Nous sommes le 25 novembre, 5è jour de brumaire, et dans le calendrier républicain, c’est le jour du cochon…

On dit qu’il y en a un qui sommeille en chaque homme; cela n’a pas empêché les blogueuses du Finistère de mettre « les cénobites tranquilles » à la Une de BLOGABREST! Dans le calendrier des postes, c’est la Sainte Catherine là où tout bois prend racine; ce qui me fait me souvenir que j’ai promis à ma fiancée de planter un lilas… 

Et comme le disait mon aïeule: pour la Ste Catherine, le porc couine! J’en profite donc pour souhaiter une bonne fête à ma neveuse Katell. Oui, à l’Ouest du Pécos du Couesnon, on dit Katell plutôt que Catherine. Il sont comme cela les bretons, ils faut toujours qu’ils se singularisent; non contents de porter des chapeaux ronds, ils ne peuvent pas appeler un chat un chat et une Catherine une Catherine…Ma doue beniget!
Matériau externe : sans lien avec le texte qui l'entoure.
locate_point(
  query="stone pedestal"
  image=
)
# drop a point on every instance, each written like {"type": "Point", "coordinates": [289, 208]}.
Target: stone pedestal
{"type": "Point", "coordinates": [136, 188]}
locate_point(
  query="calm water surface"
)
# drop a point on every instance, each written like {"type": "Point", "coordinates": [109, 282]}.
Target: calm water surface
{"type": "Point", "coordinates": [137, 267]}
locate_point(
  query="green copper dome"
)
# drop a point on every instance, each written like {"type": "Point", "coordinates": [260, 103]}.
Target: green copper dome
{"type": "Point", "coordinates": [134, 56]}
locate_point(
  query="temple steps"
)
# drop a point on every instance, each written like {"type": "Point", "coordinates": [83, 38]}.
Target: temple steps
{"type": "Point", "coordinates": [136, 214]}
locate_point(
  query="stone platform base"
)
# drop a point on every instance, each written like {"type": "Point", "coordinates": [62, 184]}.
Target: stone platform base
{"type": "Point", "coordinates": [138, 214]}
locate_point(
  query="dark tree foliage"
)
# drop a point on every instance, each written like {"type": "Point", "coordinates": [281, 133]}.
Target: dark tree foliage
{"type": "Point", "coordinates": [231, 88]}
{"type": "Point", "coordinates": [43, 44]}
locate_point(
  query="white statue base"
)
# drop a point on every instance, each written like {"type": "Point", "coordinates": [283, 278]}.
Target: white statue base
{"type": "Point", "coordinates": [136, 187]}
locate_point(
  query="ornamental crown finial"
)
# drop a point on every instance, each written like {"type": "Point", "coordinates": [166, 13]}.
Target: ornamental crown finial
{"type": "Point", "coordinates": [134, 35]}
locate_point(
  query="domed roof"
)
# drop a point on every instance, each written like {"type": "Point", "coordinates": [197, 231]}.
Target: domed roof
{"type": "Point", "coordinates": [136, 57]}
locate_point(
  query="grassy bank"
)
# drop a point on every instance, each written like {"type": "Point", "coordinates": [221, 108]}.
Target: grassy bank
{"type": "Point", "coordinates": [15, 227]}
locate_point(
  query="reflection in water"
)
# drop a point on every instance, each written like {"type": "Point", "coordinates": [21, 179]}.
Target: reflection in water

Bon, c’est pas tout ça, j’ai un billet à écrire moi. Il me revient en mémoire le magnifique film militant de Jean-Louis Le Tacon, sous la direction de Jean ROUCH, c’était en 1979 je crois. Le titre: Cochon qui s’en dédit est à lui seul tout un programme. L’histoire: Cela fait trois ans que Maxime Duchemin essaie de faire vivre sa porcherie. Pour monter cet élevage hors sol, il s’est endetté auprès des banques et tout le travail qu’il produit ne lui sert qu’à rembourser les intérêts de ces emprunts. Maxime est devenu une machine, un esclave de l’élevage. Il passe son temps à nourrir les porcs, à les faire se reproduire, à les castrer, à couper les incisives, les queues, à nettoyer les excréments qui s’amoncellent, à gaver les bêtes d’antibiotiques et de compléments nutritifs… Il est pris dans une spirale dont il n’entrevoit pas le bout. L’élevage le submerge totalement : il occupe toute sa vie, ses pensées et même ses rêves.. Ce pamphlet d’une rare violence nous fait ressentir physiquement de quoi est faite la machine capitaliste de production. Maxime produit à partir du vivant qui n’est plus ici considéré que comme de la matière première malléable, transformable à volonté. Les syndicats agricoles s’arrangent pour que ce soient des jeunes qui s’occupent des élevages hors sol afin que toute la tradition du métier soit oubliée, perdue, et qu’aucune voix contestant le bien-fondé des techniques employées ne puisse s’élever. La quantité de travail à fournir est telle, pour simplement rembourser les emprunts, que l’éleveur devient à son tour une pièce de la machine productiviste. Maxime sait qu’il n’est qu’une pièce parmi d’autre, que le système lui a volé sa vie.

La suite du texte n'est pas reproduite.